People experiencing poor mental health (including people with dementia)

Outstanding

Updated 18 July 2016

The practice is rated as outstanding for the care of people experiencing poor mental health (including people living with dementia).

  • The practice rate of severe mental illness is three times above the city average and in response, the practice had been supporting a Primary Mental Health Care Project for over 20 years. This initiative provides enhanced care to patients with severe and enduring mental health needs who do not engage with other services. The project is run by staff with diverse professional backgrounds within the team who offer person centered care to improve the quality of life for people suffering with poor mental health. Individual and group work approaches are offered to these patients to reduce social isolation, increase self esteem and encourage them to participate in specific activities such as theatre trips, photography classes, singing clubs and chairobics.
  • SAGE Greenfingers is a registered charity which developed in partnership with Pitsmoor surgery. It is a horticultural therapy project to improve mental health through gardeningfor patients with severe and enduring mental health needs. The project offers patients the time and space to unwind, the opportunity to make new friends with organised transport and interpreters if needed. The practice has allocated five dedicated allotments for use by this group of patients.
  • 81% of patients diagnosed with dementia who had their care reviewed in a face to face meeting in the last 12 months, which is comparable to the national average of 84%.
  • Performance for mental health related indicators was similar to the CCG and national averages. For example, the percentage of patients which schizophrenia, bipolar affective disorder and other psychoses who have a comprehensive, agreed care plan documented in the record in the preceding 12 months was 89% (CCG average, 90%; national average, 88%).
  • The practice regularly worked with multi-disciplinary teams in the case management of patients experiencing poor mental health, including those with living with dementia.
  • The practice carried out advance care planning for patients living with dementia.
  • The practice had told patients experiencing poor mental health about how to access various support groups and voluntary organisations.
  • The practice had a system in place to follow up patients who had attended accident and emergency where they may have been experiencing poor mental health.
  • Staff had a good understanding of how to support patients with mental health needs and those living with dementia.
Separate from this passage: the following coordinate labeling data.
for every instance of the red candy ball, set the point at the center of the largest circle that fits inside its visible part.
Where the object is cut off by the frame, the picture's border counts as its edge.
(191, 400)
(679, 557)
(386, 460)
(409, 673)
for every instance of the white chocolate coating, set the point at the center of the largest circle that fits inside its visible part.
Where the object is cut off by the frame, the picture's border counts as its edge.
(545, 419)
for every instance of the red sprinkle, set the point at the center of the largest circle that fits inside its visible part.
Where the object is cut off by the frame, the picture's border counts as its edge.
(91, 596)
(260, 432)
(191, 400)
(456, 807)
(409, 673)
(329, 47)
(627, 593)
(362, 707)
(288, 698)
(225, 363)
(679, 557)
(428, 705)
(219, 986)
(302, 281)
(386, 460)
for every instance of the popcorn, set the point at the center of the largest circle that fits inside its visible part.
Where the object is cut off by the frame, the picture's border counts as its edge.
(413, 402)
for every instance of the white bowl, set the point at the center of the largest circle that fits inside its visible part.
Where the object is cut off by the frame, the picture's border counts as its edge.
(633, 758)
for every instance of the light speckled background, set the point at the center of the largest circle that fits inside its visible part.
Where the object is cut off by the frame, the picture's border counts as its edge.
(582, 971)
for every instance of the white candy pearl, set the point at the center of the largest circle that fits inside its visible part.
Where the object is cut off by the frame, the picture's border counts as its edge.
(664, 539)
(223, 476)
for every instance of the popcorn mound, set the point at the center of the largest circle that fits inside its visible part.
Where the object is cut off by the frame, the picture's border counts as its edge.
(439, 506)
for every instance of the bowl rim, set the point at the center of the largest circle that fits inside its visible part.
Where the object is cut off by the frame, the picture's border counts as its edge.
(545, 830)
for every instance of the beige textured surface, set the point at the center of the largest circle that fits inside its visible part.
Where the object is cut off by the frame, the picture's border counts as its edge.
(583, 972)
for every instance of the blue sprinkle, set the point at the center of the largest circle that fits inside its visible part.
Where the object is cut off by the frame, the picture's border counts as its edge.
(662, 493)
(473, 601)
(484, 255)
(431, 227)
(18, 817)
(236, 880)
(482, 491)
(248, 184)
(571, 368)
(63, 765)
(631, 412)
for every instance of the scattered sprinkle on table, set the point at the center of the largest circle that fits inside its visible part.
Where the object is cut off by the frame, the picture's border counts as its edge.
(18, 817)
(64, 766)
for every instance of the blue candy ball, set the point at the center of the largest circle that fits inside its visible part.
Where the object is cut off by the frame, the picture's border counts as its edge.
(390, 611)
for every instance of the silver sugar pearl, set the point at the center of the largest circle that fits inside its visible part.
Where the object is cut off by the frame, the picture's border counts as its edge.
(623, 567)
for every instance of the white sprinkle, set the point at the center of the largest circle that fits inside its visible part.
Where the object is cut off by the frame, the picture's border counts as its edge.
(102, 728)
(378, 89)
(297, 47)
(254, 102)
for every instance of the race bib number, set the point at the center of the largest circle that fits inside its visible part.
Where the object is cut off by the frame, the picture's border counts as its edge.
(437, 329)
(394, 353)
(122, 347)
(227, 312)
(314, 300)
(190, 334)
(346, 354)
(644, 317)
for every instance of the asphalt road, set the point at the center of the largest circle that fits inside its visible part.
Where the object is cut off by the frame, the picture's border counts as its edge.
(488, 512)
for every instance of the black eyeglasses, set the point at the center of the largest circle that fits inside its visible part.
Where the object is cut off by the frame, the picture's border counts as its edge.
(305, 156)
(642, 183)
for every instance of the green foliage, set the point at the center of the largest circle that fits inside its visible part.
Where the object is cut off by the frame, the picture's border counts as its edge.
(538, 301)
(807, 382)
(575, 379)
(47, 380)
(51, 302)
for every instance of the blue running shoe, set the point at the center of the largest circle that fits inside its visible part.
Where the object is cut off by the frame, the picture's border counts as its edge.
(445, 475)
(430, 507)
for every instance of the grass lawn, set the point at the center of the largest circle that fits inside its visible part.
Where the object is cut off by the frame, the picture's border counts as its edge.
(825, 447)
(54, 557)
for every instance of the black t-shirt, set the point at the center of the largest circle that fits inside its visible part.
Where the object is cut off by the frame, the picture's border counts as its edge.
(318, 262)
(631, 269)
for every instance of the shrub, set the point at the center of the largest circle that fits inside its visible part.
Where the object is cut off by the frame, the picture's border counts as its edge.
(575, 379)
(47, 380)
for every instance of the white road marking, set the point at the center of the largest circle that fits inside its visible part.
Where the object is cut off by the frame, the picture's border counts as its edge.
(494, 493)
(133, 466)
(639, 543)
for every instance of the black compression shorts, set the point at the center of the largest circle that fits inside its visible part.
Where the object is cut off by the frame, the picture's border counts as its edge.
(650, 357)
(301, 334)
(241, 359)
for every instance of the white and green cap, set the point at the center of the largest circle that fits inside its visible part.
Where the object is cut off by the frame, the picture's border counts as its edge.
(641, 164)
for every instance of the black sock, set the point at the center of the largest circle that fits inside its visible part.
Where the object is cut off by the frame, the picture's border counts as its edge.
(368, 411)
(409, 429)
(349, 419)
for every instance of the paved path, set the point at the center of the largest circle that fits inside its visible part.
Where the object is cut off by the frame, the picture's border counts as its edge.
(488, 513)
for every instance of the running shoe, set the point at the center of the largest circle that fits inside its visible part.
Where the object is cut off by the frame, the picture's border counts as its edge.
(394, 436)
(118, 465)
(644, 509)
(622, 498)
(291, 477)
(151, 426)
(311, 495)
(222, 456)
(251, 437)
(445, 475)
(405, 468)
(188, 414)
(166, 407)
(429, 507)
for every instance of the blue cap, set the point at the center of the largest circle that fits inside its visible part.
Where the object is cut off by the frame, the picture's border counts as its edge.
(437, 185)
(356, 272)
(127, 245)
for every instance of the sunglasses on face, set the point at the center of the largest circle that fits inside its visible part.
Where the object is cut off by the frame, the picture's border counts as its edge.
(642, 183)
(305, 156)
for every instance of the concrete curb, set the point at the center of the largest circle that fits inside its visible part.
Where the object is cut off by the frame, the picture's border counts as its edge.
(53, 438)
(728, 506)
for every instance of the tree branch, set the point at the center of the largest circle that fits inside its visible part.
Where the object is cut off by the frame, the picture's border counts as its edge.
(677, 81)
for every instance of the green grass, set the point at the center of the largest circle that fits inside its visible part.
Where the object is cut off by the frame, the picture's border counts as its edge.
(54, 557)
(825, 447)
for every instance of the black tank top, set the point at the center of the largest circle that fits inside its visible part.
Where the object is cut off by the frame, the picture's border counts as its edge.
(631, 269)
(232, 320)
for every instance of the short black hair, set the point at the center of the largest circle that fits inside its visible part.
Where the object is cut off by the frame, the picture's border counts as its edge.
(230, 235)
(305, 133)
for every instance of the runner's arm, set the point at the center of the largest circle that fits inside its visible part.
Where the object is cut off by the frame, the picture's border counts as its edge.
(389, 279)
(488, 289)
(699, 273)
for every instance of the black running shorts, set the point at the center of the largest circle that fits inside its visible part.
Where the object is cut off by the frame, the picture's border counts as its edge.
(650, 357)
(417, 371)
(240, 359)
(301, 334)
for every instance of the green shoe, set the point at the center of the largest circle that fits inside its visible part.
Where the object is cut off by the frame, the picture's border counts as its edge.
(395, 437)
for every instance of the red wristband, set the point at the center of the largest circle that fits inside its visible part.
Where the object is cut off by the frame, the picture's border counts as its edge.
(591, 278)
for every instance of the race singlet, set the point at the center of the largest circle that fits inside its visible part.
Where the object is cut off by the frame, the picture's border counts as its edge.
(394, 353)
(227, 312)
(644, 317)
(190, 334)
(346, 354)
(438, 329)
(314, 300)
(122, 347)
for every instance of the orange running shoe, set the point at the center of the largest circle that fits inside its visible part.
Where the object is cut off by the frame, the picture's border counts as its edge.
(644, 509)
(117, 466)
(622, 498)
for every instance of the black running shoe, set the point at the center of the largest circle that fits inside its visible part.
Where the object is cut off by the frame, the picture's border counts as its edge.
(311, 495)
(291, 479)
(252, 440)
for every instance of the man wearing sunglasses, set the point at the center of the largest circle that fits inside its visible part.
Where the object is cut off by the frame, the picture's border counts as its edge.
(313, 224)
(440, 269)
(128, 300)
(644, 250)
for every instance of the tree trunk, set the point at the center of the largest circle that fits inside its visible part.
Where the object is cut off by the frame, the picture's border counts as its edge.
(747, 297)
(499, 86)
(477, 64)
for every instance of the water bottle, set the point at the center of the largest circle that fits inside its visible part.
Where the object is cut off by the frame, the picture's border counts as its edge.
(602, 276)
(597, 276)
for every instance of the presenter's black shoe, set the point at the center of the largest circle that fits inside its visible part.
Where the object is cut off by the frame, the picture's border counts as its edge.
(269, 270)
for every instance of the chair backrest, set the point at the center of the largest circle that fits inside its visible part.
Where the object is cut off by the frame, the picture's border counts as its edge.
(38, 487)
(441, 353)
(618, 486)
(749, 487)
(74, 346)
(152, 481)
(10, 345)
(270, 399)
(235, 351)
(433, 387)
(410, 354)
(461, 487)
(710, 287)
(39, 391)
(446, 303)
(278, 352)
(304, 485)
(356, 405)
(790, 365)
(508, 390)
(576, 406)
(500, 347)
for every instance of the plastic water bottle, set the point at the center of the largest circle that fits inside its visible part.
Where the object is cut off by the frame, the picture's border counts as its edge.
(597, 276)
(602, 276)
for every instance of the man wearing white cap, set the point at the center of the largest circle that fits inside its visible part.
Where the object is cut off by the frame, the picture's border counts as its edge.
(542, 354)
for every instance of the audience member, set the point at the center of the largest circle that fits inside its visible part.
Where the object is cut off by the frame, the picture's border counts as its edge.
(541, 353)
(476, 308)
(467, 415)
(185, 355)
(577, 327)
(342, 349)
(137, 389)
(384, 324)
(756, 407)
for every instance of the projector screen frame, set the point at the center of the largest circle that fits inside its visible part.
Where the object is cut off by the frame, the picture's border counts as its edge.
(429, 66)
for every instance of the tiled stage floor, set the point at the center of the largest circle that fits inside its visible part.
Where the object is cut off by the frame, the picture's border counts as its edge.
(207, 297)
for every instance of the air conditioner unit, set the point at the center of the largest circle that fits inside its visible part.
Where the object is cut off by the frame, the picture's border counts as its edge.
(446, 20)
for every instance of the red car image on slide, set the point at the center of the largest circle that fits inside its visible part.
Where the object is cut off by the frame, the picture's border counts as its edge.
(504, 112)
People whose circumstances may make them vulnerable

Good

Updated 18 July 2016

The practice is rated as good for the care of people who circumstances may make them vulnerable.

  • The practice held a register of patients living in vulnerable circumstances including homeless people, travellers and those with a learning disability.
  • The practice offered longer appointments for patients with a learning disability.
  • The practice regularly worked with other health care professionals in the case management of vulnerable patients.
  • The practice informed vulnerable patients about how to access various support groups and voluntary organisations.
  • Staff knew how to recognise signs of abuse in vulnerable adults and children. Staff were aware of their responsibilities regarding information sharing, documentation of safeguarding concerns and how to contact relevant agencies in normal working hours and out of hours.